Lors de l’audience de mercredi devant la Haute Cour de Kampala, des témoins ont déclaré que Besigye avait crié à plusieurs reprises « stop » au sujet de sa représentation légale avant de s’effondrer.
« Avant de s’effondrer, il a crié qu’il était blessé », a posté sa femme, ajoutant que la sœur de Besigye, Olive Kobusingye, qui est médecin, était au tribunal mais n’avait pas été autorisée à s’occuper de lui.
Il a été transféré à l’hôpital national de référence de Mulago, le plus grand hôpital public d’Ouganda, mais il a refusé de recevoir les soins du personnel médical gouvernemental.
« Il ne permettra à aucun représentant du gouvernement de le toucher », a déclaré Byanyima.

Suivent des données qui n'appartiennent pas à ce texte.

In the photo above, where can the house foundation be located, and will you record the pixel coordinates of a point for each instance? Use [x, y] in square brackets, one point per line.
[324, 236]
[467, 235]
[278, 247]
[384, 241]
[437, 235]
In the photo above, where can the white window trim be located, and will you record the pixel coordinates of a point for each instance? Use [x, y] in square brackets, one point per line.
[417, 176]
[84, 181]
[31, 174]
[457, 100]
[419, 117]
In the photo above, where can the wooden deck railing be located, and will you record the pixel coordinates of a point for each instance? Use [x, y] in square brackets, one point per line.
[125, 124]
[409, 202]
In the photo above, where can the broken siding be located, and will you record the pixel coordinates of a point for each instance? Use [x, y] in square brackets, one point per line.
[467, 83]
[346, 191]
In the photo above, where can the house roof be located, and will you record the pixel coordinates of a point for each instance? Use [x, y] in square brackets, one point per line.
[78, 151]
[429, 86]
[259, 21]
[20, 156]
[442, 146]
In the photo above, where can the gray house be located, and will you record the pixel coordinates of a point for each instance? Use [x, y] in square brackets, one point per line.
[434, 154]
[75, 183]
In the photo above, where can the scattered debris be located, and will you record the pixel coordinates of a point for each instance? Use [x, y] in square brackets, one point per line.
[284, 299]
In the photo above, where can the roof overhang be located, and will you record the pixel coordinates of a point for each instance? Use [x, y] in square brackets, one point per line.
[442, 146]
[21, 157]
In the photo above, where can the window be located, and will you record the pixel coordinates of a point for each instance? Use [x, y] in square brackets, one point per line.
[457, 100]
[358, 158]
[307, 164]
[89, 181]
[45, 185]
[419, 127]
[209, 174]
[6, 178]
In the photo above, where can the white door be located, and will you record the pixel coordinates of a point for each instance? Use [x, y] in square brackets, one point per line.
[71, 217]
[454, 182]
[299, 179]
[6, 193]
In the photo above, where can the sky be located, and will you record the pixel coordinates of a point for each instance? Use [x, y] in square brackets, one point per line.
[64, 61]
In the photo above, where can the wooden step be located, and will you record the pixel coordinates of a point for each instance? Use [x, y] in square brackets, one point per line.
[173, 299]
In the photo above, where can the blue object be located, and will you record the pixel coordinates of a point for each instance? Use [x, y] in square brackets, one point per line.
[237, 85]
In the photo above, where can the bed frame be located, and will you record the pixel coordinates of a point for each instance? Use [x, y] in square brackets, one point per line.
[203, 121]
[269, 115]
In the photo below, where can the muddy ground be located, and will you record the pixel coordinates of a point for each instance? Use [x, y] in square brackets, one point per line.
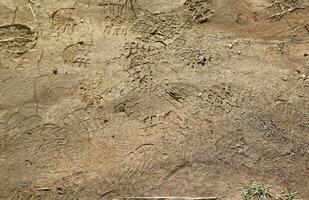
[101, 99]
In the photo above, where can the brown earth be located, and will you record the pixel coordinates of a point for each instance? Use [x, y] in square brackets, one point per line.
[152, 98]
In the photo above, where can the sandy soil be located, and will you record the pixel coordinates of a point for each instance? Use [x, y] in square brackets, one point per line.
[101, 99]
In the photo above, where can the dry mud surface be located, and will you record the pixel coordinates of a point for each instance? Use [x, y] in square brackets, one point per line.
[101, 99]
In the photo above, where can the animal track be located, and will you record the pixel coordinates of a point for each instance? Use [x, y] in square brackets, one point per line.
[201, 10]
[17, 38]
[119, 10]
[77, 54]
[64, 20]
[159, 28]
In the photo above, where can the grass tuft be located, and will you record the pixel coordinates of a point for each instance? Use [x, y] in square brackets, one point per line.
[256, 190]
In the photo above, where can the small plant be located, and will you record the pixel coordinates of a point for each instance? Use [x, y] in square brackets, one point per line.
[288, 195]
[252, 190]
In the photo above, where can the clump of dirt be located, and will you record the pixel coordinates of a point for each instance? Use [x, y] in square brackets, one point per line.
[123, 98]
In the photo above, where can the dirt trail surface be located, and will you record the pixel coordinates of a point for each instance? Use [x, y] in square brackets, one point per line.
[104, 99]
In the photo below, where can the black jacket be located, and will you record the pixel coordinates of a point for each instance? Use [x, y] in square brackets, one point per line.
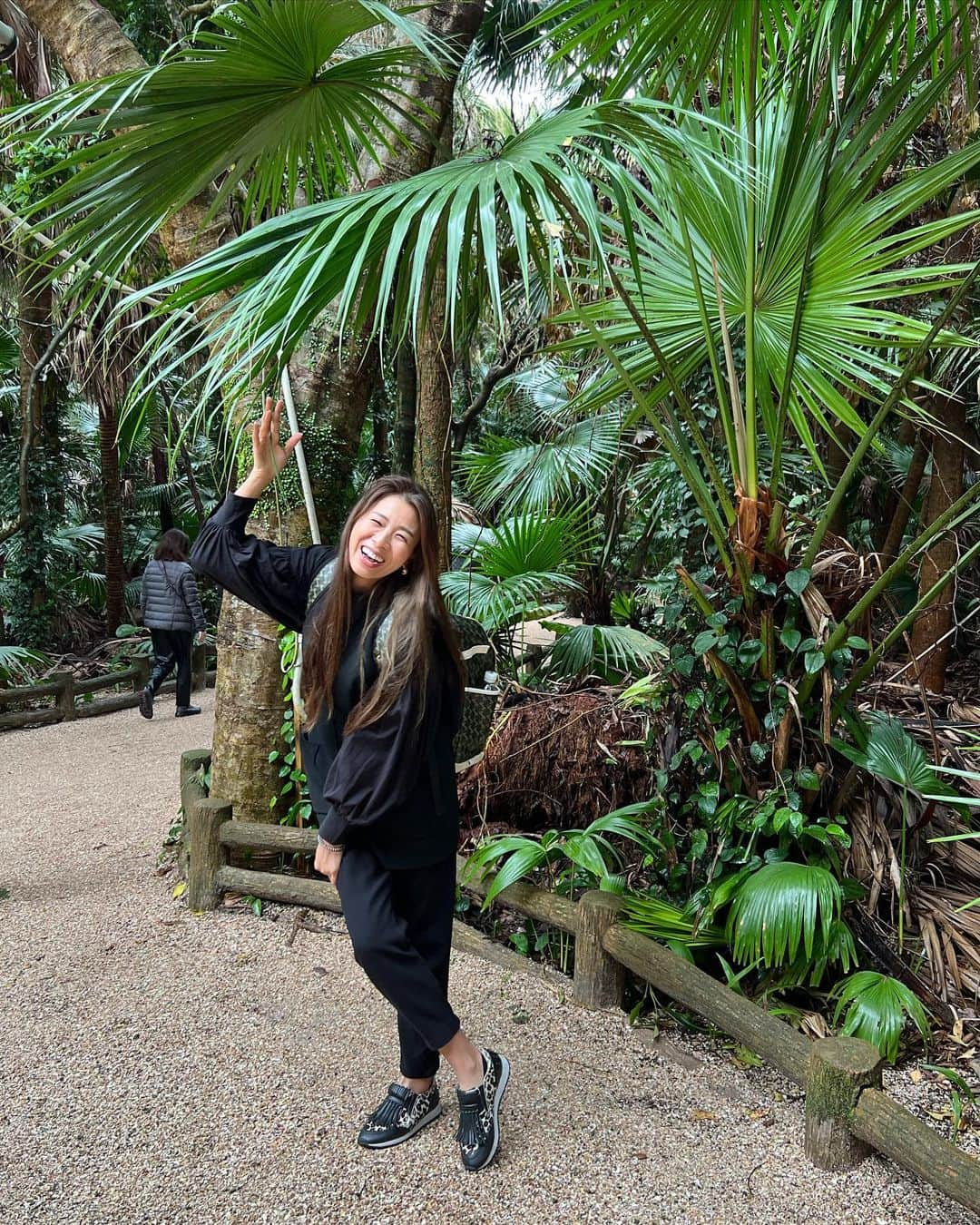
[389, 786]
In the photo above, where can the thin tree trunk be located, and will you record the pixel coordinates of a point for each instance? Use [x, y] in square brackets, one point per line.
[405, 429]
[930, 641]
[161, 476]
[434, 413]
[112, 518]
[904, 503]
[38, 407]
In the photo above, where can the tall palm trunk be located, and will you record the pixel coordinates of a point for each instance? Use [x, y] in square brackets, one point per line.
[931, 639]
[405, 427]
[112, 518]
[38, 403]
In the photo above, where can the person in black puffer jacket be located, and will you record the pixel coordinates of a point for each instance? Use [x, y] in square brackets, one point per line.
[172, 612]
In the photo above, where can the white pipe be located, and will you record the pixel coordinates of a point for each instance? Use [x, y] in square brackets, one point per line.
[304, 473]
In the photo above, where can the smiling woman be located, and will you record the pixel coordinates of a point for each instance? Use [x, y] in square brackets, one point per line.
[378, 753]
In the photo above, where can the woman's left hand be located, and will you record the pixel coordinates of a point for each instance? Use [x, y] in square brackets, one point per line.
[328, 863]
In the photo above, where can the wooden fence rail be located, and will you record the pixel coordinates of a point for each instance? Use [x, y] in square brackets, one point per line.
[847, 1113]
[64, 689]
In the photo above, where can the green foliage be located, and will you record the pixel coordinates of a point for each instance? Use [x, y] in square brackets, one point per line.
[20, 665]
[784, 910]
[573, 857]
[293, 784]
[876, 1008]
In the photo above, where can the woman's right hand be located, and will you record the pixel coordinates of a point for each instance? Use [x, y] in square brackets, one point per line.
[328, 863]
[269, 455]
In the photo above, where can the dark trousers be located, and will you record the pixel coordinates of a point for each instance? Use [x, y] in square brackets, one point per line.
[172, 648]
[401, 927]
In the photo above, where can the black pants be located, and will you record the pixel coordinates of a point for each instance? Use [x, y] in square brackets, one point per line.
[172, 647]
[401, 927]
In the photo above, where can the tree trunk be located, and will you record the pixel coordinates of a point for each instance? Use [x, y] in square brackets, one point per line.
[112, 516]
[405, 427]
[161, 476]
[86, 37]
[434, 413]
[946, 485]
[32, 610]
[249, 700]
[342, 394]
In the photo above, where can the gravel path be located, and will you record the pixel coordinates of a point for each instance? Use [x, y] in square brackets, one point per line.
[157, 1066]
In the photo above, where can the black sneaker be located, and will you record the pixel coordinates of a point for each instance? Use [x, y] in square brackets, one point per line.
[479, 1110]
[399, 1116]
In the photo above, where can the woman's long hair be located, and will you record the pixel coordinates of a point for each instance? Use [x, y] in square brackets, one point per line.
[416, 608]
[174, 546]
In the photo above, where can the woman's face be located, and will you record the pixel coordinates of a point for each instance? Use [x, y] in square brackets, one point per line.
[382, 541]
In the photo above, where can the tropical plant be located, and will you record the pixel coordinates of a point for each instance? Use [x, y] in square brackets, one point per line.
[876, 1008]
[788, 916]
[570, 855]
[891, 753]
[18, 664]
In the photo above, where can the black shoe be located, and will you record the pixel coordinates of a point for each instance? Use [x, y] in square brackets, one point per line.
[479, 1112]
[399, 1116]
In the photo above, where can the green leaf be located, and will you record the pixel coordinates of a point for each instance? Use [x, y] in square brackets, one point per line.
[779, 910]
[877, 1007]
[814, 661]
[797, 581]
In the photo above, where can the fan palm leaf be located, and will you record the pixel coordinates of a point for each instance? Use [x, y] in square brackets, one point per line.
[846, 339]
[371, 256]
[876, 1008]
[265, 101]
[510, 475]
[783, 909]
[614, 648]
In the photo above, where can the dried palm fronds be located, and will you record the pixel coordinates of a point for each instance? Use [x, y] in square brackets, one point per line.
[557, 761]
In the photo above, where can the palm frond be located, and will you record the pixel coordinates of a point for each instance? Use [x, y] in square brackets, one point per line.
[877, 1008]
[781, 909]
[371, 256]
[614, 648]
[892, 753]
[265, 100]
[20, 664]
[538, 475]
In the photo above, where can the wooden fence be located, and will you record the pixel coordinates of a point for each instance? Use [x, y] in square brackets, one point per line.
[65, 689]
[847, 1112]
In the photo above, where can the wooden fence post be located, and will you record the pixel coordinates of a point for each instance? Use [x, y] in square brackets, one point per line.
[65, 702]
[839, 1070]
[206, 854]
[599, 979]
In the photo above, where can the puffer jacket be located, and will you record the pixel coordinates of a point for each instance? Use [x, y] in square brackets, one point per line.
[169, 597]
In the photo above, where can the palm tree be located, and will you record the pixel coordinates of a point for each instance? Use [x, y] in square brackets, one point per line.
[744, 224]
[267, 104]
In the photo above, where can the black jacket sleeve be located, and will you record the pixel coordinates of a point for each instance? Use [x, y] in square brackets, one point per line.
[378, 767]
[273, 578]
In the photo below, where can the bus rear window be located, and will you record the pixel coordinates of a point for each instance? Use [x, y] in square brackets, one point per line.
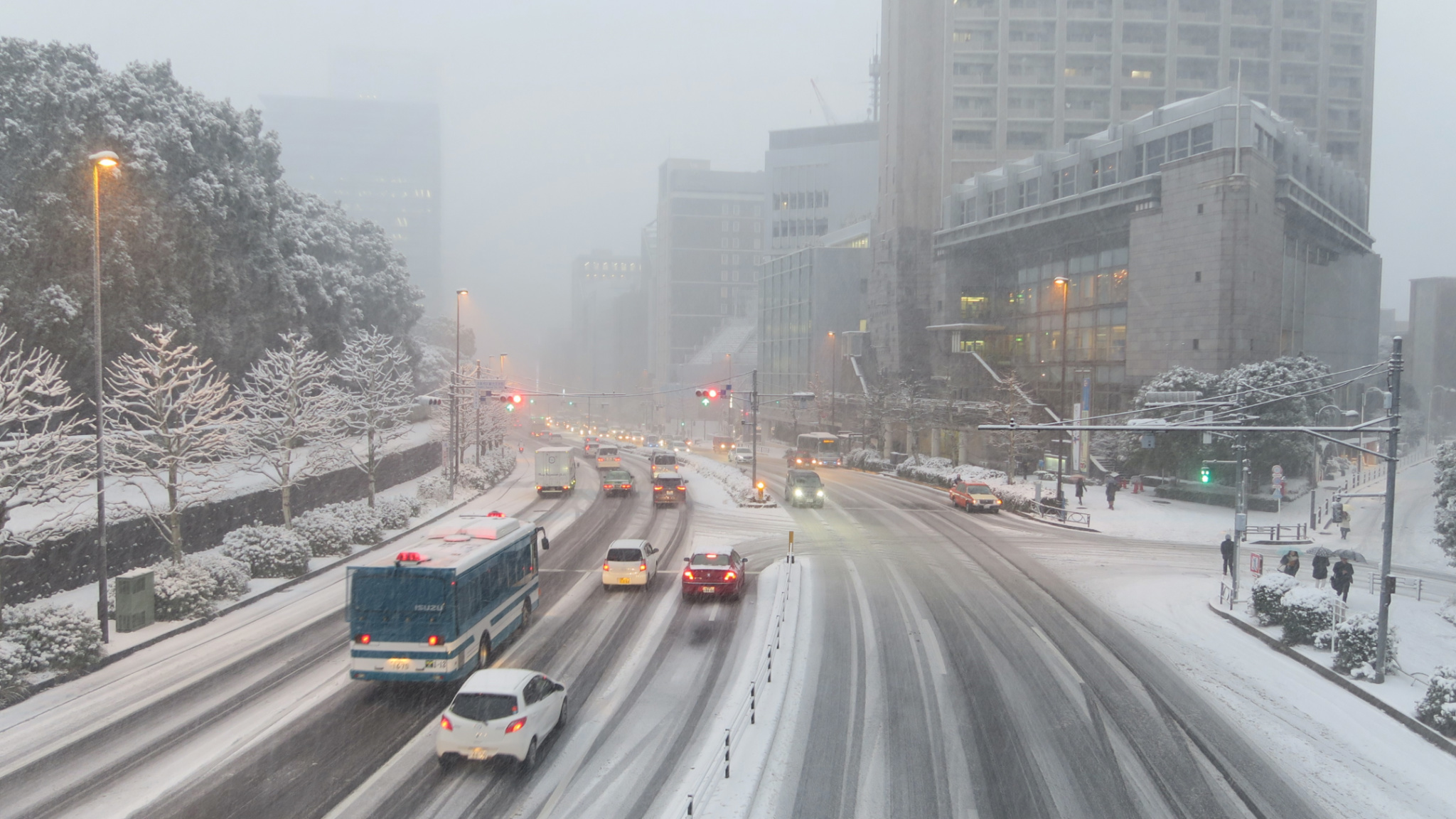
[397, 594]
[483, 707]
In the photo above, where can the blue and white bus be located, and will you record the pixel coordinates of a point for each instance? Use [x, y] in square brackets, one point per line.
[433, 611]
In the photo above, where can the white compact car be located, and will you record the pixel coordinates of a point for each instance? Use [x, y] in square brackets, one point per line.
[501, 713]
[629, 563]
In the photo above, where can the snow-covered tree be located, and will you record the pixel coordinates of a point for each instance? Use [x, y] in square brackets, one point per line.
[200, 230]
[376, 387]
[41, 446]
[171, 417]
[291, 417]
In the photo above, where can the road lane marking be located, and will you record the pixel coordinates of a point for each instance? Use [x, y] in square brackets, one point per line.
[932, 648]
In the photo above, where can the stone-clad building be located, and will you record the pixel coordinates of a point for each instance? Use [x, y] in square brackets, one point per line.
[1171, 251]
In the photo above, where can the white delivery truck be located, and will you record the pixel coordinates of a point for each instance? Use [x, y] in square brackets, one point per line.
[555, 470]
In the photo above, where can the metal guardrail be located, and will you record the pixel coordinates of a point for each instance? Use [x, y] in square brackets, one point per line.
[747, 713]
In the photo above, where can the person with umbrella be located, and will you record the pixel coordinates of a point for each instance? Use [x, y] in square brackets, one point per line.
[1342, 576]
[1321, 566]
[1289, 564]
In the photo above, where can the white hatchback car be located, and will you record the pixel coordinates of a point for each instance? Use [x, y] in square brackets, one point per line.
[501, 713]
[629, 563]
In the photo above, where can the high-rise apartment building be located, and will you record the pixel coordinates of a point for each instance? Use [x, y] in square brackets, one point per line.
[710, 235]
[373, 148]
[985, 82]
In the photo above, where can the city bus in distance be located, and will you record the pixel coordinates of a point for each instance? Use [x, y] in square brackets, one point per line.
[434, 609]
[819, 449]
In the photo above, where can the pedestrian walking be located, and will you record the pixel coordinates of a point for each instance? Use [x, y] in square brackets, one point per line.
[1289, 564]
[1342, 574]
[1321, 570]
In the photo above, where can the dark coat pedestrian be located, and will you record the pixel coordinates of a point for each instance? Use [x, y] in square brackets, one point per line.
[1289, 564]
[1342, 574]
[1321, 567]
[1226, 548]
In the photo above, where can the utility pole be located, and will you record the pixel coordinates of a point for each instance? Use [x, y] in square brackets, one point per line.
[1393, 423]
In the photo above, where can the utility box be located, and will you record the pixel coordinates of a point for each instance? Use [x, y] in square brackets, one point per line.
[136, 604]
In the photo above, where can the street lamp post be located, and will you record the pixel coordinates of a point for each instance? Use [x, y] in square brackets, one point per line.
[101, 159]
[1062, 405]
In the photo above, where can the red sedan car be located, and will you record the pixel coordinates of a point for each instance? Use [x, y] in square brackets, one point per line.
[715, 574]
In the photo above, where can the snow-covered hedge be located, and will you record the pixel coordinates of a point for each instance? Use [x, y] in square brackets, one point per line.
[395, 512]
[1356, 645]
[734, 481]
[51, 637]
[326, 532]
[269, 551]
[183, 591]
[867, 459]
[1307, 614]
[1438, 709]
[1267, 595]
[230, 574]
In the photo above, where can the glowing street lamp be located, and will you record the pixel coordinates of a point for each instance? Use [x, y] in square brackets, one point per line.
[100, 159]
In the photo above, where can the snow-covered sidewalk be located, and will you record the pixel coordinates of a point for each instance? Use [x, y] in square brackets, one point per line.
[1357, 759]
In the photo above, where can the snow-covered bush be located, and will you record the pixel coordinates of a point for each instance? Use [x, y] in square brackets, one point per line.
[269, 551]
[12, 663]
[230, 574]
[867, 459]
[183, 591]
[325, 531]
[53, 637]
[395, 512]
[1267, 595]
[1307, 612]
[1438, 709]
[1356, 645]
[436, 488]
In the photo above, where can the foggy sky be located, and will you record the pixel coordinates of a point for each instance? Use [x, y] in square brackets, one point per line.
[555, 115]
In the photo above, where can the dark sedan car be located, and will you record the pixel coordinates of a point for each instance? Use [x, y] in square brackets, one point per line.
[616, 483]
[715, 574]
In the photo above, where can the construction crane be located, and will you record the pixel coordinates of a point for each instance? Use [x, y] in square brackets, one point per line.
[829, 115]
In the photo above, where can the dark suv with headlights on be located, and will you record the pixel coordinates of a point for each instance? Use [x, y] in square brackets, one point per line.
[804, 487]
[715, 574]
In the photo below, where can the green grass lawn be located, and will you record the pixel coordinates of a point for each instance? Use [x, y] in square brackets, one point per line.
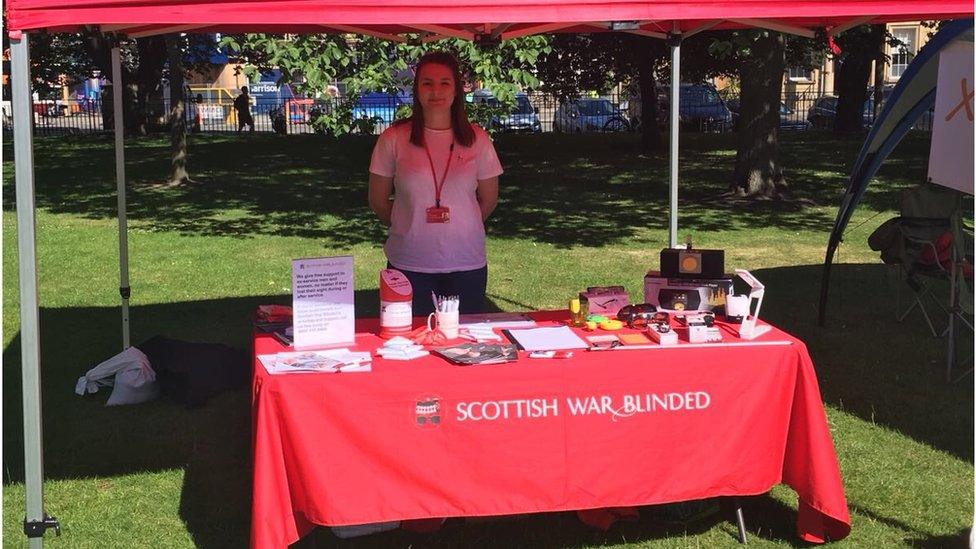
[574, 211]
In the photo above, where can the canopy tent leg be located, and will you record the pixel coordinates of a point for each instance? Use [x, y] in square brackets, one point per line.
[124, 290]
[674, 40]
[30, 352]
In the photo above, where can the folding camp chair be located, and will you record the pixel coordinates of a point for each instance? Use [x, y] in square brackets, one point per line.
[929, 247]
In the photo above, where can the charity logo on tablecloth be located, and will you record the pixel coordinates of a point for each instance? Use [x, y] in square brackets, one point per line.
[427, 412]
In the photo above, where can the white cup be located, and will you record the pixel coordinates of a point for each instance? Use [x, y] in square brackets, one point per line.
[737, 306]
[447, 322]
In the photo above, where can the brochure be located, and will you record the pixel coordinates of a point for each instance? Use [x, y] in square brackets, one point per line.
[547, 339]
[332, 361]
[497, 320]
[467, 354]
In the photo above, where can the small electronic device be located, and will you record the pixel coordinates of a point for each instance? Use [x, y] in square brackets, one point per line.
[679, 294]
[603, 300]
[749, 328]
[692, 263]
[637, 316]
[704, 334]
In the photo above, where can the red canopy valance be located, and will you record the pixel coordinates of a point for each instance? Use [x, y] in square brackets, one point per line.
[466, 18]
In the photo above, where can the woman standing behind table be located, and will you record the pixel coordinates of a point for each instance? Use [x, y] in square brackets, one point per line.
[444, 171]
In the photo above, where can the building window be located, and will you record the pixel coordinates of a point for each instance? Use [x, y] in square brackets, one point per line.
[903, 52]
[799, 74]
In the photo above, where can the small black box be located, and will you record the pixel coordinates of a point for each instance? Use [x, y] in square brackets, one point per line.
[692, 263]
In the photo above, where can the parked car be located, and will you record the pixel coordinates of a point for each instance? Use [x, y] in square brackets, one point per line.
[823, 112]
[589, 115]
[522, 118]
[700, 108]
[379, 106]
[788, 118]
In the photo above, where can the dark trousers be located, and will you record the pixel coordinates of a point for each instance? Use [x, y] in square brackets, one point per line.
[469, 286]
[244, 119]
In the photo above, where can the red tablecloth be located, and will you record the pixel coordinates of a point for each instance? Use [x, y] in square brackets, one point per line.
[603, 429]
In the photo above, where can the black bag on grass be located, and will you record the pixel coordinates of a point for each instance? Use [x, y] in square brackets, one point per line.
[192, 373]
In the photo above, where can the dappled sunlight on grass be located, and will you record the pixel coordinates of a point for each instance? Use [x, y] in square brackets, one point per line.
[575, 211]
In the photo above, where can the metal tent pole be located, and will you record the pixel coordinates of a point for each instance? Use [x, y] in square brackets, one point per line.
[674, 40]
[30, 352]
[117, 109]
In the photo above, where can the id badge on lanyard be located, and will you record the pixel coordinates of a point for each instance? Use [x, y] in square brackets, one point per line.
[438, 213]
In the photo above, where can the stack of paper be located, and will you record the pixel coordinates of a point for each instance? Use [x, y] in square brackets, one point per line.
[497, 320]
[331, 361]
[547, 339]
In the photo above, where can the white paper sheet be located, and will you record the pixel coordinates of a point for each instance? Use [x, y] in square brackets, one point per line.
[548, 339]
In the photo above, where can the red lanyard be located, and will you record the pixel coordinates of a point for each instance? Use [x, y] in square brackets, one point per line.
[433, 174]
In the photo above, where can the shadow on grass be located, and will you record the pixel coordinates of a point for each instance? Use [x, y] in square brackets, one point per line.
[867, 364]
[559, 189]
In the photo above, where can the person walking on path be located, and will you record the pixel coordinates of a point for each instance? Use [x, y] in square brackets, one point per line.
[242, 104]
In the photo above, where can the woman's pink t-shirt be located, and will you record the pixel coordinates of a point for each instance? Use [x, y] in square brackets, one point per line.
[413, 243]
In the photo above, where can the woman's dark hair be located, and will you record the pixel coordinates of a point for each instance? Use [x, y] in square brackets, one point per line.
[463, 132]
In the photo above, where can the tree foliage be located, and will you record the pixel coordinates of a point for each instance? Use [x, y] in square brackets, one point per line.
[859, 47]
[312, 63]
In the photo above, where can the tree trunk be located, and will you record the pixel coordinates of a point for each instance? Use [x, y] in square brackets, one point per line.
[879, 65]
[645, 57]
[177, 118]
[136, 85]
[152, 57]
[757, 168]
[852, 81]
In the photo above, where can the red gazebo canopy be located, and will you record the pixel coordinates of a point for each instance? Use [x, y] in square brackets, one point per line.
[468, 18]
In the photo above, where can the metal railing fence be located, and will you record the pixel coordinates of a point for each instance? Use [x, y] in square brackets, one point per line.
[606, 113]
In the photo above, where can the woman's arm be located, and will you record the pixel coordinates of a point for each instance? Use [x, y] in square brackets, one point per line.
[487, 196]
[380, 189]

Son épouse a exigé que Besigye soit autorisé à recevoir des soins de son médecin personnel dans une clinique privée plutôt que dans un établissement de santé public.
L’aile des soins intensifs où Besigye est soigné est gardée par des agents de sécurité lourdement armés. Selon certaines informations, sa sœur, qui est également son médecin personnel, a désormais été autorisée à le voir.
Le principal avocat de Besigye, Erias Lukwago, est en prison après avoir été arrêté par l’armée le mois dernier.
Son autre avocat principal, l’éminente Kényane Martha Karua, s’est ensuite vu interdire l’entrée dans le pays lorsqu’elle est arrivée par avion pour le représenter le mois dernier.
Les familles, l’opposition et les groupes de défense des droits humains ont de plus en plus appelé à la libération de Besigye pour raisons médicales.
Mercredi, le fils de Besigye, Adam Ampa, a appelé le président Museveni et son fils, le général Muhoozi Kainerugaba, qui est le chef de l’armée ougandaise, à faire preuve de miséricorde en libérant son père pour des raisons humanitaires.
« Indépendamment de la politique, aucun fils ne devrait avoir à voir son père atteindre un tel état alors qu’il se tient devant la loi même qu’il a servi et a consacré sa vie », a écrit Ampa dans une lettre ouverte partagée sur les réseaux sociaux.
Ce n’est pas la première fois que Besigye est hospitalisé depuis sa détention.
En février 2025, il a été emmené dans une clinique privée après que son état de santé se soit détérioré alors qu’il faisait une grève de la faim suite à son maintien en détention.
Il a de nouveau été hospitalisé pour un bref séjour plus tôt cette année.
Bobi Wine, un homme politique de l’opposition ougandaise qui a fui le pays craignant pour sa vie après avoir participé à l’élection présidentielle de janvier, a déclaré que la comparution de Besigye devant le tribunal alors qu’il était manifestement malade constituait une « violation choquante de ses droits les plus fondamentaux ».
Besigye a été le médecin personnel de Museveni avant de rompre avec lui en 1999.
Il a été moins actif en politique ces dernières années et n’a pas participé aux élections de 2021.